Michigan Supreme Court Finally Announces 2019 Legislation Decision

Victims of accidents in Michigan finally know their fate after a key ruling was handed down by the Michigan Supreme Court.

On the docket was a case to see if accident victims prior to a 2019 law taking effect would be covered under the new law.

In a 5-2 decision, the court rules they are not, reported Crain's Detroit.

Bad News

This was a double-edged sword in that even though the law did not technically take effect until July 2021, it would still cover those who qualified when the law was originally passed and signed into law in 2019.

The court ruled that the state legislature never intended for the cost control measures to be put in play for anyone prior to the date the new rule was signed into law.

Because of the decision of the court, the 15,000 people on the books who had been catastrophically injured in accidents must be paid "at full rates and not subject to cost controls," reported the Detroit Free Press.

The new law will require providers who service catastrophic accident survivors by 45 percent.

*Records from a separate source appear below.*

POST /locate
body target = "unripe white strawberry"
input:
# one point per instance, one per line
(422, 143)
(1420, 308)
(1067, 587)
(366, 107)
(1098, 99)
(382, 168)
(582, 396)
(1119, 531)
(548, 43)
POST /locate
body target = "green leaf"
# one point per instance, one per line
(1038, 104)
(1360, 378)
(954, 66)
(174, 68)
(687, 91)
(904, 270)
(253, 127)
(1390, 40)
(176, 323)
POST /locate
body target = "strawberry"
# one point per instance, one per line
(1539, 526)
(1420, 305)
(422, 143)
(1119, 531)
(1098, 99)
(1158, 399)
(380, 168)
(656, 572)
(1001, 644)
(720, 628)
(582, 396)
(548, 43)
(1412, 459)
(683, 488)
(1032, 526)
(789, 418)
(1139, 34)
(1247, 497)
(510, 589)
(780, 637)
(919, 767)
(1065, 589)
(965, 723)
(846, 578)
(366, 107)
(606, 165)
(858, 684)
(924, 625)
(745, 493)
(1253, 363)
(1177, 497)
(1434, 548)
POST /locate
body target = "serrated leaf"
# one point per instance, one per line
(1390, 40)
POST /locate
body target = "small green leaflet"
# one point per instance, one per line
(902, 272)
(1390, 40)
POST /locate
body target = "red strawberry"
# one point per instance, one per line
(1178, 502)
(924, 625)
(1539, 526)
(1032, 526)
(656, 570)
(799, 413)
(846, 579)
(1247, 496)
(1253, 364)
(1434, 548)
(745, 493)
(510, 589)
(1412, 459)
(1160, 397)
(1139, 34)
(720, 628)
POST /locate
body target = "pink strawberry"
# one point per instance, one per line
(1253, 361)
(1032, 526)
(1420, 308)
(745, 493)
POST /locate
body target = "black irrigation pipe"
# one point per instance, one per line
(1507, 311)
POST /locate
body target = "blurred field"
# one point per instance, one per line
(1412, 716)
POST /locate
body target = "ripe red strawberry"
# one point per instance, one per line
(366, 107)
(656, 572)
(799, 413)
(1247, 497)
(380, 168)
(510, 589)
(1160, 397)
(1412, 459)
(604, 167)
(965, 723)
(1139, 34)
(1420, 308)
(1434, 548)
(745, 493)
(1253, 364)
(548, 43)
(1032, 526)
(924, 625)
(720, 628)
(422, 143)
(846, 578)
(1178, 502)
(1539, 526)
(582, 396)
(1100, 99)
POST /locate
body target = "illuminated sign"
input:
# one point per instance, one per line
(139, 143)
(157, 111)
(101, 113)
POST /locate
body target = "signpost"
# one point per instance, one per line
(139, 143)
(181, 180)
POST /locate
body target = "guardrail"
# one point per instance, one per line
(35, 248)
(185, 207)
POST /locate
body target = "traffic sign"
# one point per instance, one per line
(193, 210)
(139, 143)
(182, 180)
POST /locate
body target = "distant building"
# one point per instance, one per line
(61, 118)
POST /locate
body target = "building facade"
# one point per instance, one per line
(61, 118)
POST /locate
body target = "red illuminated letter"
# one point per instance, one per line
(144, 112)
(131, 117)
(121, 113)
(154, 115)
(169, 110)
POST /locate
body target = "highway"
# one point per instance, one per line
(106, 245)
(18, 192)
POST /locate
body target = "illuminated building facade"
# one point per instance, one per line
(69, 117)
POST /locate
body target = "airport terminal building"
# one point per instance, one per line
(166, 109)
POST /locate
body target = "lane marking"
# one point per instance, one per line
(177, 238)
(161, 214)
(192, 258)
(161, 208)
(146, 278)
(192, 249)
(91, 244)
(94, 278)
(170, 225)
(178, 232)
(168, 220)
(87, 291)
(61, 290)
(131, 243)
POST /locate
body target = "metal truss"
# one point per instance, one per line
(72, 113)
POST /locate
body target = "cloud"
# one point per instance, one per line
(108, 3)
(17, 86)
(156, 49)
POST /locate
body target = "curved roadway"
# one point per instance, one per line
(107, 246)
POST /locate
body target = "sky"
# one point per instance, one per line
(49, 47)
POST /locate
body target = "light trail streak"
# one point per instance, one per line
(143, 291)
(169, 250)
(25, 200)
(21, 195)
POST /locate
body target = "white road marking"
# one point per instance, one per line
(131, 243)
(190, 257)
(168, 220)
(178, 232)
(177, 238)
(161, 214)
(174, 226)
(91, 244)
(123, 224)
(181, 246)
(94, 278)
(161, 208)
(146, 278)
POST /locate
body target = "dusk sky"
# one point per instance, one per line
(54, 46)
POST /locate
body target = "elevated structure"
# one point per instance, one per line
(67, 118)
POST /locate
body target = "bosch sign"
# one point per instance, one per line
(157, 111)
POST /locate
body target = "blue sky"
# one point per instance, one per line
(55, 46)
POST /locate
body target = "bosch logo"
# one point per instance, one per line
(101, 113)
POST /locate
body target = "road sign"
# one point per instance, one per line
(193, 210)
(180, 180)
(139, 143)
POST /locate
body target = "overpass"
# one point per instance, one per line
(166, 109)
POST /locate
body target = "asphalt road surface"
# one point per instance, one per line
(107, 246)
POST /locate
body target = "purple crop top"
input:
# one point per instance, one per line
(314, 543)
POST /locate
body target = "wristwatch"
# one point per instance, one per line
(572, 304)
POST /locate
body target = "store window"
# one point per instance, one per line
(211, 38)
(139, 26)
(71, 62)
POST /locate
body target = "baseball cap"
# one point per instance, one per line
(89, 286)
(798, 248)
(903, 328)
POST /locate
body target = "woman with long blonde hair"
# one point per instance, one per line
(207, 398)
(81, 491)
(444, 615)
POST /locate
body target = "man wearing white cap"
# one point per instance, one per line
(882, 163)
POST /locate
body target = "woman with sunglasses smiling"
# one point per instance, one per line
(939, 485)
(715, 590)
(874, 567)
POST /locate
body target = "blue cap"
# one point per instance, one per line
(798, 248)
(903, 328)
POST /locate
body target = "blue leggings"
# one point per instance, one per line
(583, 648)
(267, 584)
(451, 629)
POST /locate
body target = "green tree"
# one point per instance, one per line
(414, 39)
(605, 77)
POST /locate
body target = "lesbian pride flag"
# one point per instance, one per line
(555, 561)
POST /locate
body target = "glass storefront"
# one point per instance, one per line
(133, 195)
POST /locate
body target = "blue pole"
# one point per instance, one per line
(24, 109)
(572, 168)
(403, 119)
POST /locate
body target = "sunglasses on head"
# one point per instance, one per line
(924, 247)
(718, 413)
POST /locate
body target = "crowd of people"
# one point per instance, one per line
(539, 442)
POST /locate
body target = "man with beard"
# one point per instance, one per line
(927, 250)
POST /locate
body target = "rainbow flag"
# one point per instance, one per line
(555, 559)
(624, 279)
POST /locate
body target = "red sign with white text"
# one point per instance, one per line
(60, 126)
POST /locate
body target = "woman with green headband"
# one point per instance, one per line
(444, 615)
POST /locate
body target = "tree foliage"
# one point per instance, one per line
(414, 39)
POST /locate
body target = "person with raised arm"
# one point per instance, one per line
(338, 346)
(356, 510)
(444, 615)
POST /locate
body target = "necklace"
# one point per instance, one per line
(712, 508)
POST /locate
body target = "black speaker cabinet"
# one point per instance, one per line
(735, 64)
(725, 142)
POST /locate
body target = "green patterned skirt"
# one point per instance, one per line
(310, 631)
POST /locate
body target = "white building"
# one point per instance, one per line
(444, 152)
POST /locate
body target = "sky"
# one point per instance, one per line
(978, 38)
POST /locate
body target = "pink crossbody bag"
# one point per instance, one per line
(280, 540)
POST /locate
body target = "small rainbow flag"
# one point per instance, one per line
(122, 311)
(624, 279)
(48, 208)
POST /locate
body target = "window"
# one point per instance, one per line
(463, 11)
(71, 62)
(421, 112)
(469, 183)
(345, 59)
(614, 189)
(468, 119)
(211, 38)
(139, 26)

Due to the cutting of costs, some providers were dropping patients or threatening to drop them.

The famous example is retired Red Wings star Vladimir Konstantinov, who suffered severe brain injuries in a 1997 limousine crash.

Coalition Protecting Auto No-Fault (CPAN) immediately celebrated the decision by the court.

It stated, "The Supreme Court has issued a strong affirmation that accident victims who were injured prior to the passage of the new law cannot have the rights and benefits they purchased through their auto insurance premiums stripped away by this legislation."

Currently, there are 14,872 catastrophic survivors from accidents prior to the insurance overhaul legislation.

When Governor Whitmer was asked about changes to the legislation, she responded, "I know that our legal counsel is still reading through all the documents and making sure that we have any questions that need to be answered answered, and then we'll figure out what next steps look like — if next steps are necessary."

Dan Korobkin, the Michigan ACLU's legal director, added, "The Michigan Supreme Court made the correct legal decision, as well as a humane one.

"Applying the law retroactively has resulted in the withdrawal of critical care from people who are living with severe disabilities as a result of catastrophic injuries suffered in car accidents — care that allows them to continue living their lives and participate in society."